Elles sont  actuellement présentes en Italie et au Bénin plus précisément à Parakou et à Pèrèrè pour le moment. Leur devise apostolique est de répondre aux besoins du milieu.

Frédéric ALBERT était un grand théologien mais un homme humble, simple, disponible, généreux du don de son temps et de sa vie. C'etait un homme de prière.

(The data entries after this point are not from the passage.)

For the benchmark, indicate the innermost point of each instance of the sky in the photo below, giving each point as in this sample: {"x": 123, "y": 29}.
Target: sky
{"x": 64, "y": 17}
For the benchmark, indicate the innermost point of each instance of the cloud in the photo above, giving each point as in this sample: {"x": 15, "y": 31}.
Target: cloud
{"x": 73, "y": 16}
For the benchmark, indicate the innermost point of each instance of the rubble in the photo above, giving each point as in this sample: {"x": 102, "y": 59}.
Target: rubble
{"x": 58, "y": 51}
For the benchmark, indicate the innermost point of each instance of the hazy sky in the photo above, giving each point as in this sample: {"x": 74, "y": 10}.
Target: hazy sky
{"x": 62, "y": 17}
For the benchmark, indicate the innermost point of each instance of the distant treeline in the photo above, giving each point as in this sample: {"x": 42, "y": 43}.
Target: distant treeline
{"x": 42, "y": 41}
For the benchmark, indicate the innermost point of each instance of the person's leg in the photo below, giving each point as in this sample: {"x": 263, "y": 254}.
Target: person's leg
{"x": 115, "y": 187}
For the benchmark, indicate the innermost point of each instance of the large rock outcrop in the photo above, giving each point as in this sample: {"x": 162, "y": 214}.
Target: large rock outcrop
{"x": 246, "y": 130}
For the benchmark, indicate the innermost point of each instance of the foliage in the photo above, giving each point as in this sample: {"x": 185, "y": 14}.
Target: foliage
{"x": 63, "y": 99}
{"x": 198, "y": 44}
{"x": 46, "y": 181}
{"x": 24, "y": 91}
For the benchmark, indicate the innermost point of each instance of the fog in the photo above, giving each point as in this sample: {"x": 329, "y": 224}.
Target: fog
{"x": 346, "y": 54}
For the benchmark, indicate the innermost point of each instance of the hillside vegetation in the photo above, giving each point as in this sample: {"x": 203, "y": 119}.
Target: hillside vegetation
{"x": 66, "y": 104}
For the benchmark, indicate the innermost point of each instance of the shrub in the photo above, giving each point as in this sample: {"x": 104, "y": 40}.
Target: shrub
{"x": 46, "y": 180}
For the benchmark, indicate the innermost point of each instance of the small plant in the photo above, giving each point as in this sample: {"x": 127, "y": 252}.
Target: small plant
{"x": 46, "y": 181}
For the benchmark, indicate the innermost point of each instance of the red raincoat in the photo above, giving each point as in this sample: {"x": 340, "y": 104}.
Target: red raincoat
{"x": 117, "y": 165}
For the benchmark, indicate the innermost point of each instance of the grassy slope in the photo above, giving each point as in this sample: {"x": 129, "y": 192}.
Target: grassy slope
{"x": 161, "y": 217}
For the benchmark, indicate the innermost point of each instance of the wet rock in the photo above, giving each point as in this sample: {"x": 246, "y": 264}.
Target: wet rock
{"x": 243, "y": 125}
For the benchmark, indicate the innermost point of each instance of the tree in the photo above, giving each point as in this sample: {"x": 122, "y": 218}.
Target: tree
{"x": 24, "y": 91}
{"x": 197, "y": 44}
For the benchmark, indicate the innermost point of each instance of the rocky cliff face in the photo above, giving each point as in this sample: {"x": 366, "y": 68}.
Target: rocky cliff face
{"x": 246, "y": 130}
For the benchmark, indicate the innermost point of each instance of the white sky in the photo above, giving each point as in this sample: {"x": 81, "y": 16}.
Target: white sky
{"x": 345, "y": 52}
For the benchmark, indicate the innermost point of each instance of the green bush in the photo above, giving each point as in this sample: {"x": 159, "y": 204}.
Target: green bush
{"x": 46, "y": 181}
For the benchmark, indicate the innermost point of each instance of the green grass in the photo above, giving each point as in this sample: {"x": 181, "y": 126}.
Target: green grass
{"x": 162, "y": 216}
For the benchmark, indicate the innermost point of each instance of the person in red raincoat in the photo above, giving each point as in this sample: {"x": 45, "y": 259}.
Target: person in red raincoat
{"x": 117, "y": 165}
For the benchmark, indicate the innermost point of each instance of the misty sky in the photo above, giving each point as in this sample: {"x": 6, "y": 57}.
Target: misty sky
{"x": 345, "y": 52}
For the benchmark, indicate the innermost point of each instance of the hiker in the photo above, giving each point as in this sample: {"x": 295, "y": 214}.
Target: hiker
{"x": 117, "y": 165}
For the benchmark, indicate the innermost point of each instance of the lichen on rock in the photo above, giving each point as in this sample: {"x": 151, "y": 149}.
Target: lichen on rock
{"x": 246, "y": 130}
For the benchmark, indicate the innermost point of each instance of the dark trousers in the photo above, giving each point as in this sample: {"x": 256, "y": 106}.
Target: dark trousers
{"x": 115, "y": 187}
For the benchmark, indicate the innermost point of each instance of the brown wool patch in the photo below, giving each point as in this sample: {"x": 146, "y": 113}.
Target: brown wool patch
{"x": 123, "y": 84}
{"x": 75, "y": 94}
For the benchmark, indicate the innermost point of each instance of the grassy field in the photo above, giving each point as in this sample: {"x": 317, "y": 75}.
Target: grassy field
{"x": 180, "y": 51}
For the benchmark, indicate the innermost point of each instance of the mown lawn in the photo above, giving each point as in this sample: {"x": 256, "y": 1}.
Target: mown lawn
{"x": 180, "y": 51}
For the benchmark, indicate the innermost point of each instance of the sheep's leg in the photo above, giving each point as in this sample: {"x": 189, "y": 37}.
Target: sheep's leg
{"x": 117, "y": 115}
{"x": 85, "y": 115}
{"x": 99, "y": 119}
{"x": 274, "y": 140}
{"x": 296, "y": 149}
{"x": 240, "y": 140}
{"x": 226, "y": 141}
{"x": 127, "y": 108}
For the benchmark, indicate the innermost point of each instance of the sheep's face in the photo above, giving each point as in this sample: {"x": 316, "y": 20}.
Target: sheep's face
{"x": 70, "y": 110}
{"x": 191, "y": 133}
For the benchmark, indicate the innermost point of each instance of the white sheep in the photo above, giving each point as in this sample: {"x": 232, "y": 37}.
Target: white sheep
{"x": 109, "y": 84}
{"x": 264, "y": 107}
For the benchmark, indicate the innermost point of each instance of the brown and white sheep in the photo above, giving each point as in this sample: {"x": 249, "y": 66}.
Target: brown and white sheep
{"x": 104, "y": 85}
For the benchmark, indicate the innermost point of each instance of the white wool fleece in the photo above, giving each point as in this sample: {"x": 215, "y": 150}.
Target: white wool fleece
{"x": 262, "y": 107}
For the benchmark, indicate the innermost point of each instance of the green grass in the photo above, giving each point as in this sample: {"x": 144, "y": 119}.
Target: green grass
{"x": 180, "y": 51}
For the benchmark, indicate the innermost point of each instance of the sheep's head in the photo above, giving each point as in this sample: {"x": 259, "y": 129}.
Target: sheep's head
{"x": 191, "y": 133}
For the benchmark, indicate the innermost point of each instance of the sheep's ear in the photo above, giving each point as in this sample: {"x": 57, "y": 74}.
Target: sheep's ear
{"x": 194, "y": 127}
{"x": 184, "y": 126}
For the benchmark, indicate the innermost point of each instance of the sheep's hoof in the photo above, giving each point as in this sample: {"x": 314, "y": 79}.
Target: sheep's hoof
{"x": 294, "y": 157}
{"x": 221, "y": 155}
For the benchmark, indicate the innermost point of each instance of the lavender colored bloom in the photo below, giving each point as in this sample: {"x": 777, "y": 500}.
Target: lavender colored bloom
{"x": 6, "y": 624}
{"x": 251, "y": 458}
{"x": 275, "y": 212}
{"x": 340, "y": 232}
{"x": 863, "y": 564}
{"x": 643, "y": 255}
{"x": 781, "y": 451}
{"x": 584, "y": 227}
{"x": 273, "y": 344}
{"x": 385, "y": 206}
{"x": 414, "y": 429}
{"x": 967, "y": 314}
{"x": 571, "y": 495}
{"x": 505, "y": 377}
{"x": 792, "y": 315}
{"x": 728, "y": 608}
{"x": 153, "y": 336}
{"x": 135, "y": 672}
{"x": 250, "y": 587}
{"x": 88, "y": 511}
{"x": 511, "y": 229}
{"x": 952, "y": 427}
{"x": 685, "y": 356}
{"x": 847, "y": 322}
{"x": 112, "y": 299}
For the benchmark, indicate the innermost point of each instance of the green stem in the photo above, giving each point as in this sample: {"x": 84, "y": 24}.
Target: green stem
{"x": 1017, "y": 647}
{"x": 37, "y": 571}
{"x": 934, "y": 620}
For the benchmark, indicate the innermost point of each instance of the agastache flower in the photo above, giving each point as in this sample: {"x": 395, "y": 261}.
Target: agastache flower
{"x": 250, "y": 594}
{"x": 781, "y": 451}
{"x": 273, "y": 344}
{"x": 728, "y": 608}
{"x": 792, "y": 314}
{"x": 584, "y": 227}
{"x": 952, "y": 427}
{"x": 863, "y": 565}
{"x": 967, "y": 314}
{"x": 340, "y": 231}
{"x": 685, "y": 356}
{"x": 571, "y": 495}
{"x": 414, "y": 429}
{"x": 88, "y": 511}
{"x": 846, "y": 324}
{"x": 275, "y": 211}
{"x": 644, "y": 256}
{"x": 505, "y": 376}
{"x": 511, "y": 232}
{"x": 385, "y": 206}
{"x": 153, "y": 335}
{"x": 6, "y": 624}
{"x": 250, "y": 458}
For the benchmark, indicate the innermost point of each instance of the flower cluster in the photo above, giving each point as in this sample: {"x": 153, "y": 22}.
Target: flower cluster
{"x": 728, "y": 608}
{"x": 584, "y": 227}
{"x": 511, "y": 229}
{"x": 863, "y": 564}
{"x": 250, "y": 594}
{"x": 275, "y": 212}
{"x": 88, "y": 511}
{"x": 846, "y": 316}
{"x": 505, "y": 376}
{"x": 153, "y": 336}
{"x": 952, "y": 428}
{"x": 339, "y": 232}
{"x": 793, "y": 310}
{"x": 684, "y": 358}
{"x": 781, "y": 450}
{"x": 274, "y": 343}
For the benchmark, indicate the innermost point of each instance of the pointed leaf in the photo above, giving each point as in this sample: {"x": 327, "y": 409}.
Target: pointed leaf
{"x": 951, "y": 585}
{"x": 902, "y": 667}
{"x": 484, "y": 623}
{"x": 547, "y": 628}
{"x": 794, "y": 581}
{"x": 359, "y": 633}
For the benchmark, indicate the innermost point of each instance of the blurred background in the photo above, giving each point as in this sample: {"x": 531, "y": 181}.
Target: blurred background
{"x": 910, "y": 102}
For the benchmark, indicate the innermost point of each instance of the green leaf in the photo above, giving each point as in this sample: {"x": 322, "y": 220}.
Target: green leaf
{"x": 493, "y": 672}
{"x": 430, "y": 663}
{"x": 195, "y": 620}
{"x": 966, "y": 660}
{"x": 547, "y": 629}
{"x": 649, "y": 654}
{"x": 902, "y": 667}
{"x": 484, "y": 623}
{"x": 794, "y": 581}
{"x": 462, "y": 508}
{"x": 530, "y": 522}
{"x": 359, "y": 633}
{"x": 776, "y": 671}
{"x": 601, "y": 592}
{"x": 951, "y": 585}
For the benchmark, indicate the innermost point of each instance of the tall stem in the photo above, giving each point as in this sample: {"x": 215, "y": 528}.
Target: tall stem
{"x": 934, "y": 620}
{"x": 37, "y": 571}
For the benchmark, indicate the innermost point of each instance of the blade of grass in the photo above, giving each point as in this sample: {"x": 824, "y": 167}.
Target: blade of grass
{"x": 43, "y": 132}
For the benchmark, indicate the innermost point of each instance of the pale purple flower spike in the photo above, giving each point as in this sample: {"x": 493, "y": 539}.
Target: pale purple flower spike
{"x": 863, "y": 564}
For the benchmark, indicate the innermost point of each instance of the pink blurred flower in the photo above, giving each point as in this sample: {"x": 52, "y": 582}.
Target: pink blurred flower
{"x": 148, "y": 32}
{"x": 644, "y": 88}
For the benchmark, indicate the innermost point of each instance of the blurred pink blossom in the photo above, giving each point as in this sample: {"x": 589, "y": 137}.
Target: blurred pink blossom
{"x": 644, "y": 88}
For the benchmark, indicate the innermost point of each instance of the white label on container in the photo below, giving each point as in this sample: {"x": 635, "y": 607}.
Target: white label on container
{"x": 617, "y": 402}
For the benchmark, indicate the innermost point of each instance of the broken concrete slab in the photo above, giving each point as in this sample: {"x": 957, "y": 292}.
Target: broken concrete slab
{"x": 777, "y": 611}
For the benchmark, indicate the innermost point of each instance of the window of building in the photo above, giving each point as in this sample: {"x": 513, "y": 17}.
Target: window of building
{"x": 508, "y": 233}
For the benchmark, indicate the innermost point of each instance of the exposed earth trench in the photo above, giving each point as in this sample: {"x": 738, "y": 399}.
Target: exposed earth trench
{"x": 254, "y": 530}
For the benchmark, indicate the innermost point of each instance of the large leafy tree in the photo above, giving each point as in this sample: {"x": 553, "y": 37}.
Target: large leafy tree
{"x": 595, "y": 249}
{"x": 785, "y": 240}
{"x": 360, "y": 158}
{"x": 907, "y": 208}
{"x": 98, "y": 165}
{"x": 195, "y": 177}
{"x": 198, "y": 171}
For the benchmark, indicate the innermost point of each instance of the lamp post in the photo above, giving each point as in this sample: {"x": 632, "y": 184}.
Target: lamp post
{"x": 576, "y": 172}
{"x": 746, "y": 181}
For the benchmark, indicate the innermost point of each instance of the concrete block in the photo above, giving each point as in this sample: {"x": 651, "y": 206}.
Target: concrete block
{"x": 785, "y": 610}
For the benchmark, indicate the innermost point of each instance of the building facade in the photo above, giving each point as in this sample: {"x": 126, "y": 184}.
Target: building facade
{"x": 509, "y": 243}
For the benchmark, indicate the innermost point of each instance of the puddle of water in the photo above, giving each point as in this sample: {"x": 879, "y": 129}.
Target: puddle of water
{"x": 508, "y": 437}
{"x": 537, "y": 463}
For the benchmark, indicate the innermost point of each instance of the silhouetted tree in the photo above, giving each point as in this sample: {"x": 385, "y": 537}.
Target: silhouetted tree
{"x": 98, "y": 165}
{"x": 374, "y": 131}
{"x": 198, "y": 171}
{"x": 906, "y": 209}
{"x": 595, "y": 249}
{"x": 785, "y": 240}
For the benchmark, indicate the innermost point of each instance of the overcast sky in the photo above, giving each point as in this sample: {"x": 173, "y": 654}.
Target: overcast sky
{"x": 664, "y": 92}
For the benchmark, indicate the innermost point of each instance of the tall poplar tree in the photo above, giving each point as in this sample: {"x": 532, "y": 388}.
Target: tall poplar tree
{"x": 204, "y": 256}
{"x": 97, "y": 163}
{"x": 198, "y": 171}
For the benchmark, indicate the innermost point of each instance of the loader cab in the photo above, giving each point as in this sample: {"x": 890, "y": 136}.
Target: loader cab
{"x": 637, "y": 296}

Pour lui,le plus important est de transformer sa vie  en prière et sa prière en vie.En témoigne son testament spirituel : «Priez!Priez!». Jusqu'au bout, le fondateur a imité le Christ qui dit justement :

«Il n'est pas de plus grand amour que de donner sa vie pour ceux qu'on aime». C'est ainsi, qu'un jour,  en travaillant à repeindre la voûte d'une chapelle, le bienheureux tombe du haut des échafaudages et meurt après deux jours d'agonie, à l'âge de 56 ans en 1876. Cette œuvre qu'il réalisait pour les jeunes,  rappelle encore à chaque sœur Albertine que son sacrifice par amour pour le Christ doit être entier.

Au cours de la Messe commémorative, comme le  symbole de ce nouveau départ, un plant de  bananier a été donné en offrande par les Sœurs Albertines.  Le bananier, en effet,  est une grande herbe qui ne vit jamais seul, sans donner de rejetons et dont les fruits se laissent depouiller pour offrir leur douceur et leurs multiples vertus thérapeutiques ( anti dépresseur,anti anémique, source d'eau).  Les sœurs y voient un appel à vivre leur vie communautaire en comptant les unes sur les autres, à répandre joie et bien être par leur présence, à se laisser humblement dépouiller de leur volonté propre pour se donner entièrement à Dieu. Le bananier vivant du fumier du jardinier, se laisse depouiller de ses cellules mortes pour une meilleure fécondité.Ainsi, par leur pauvreté et leur obéissance à Dieu, à  l'Eglise et  à l'institut,  elles comptent vivre une charité féconde en se donnant gratuitement là où le Christ les attend.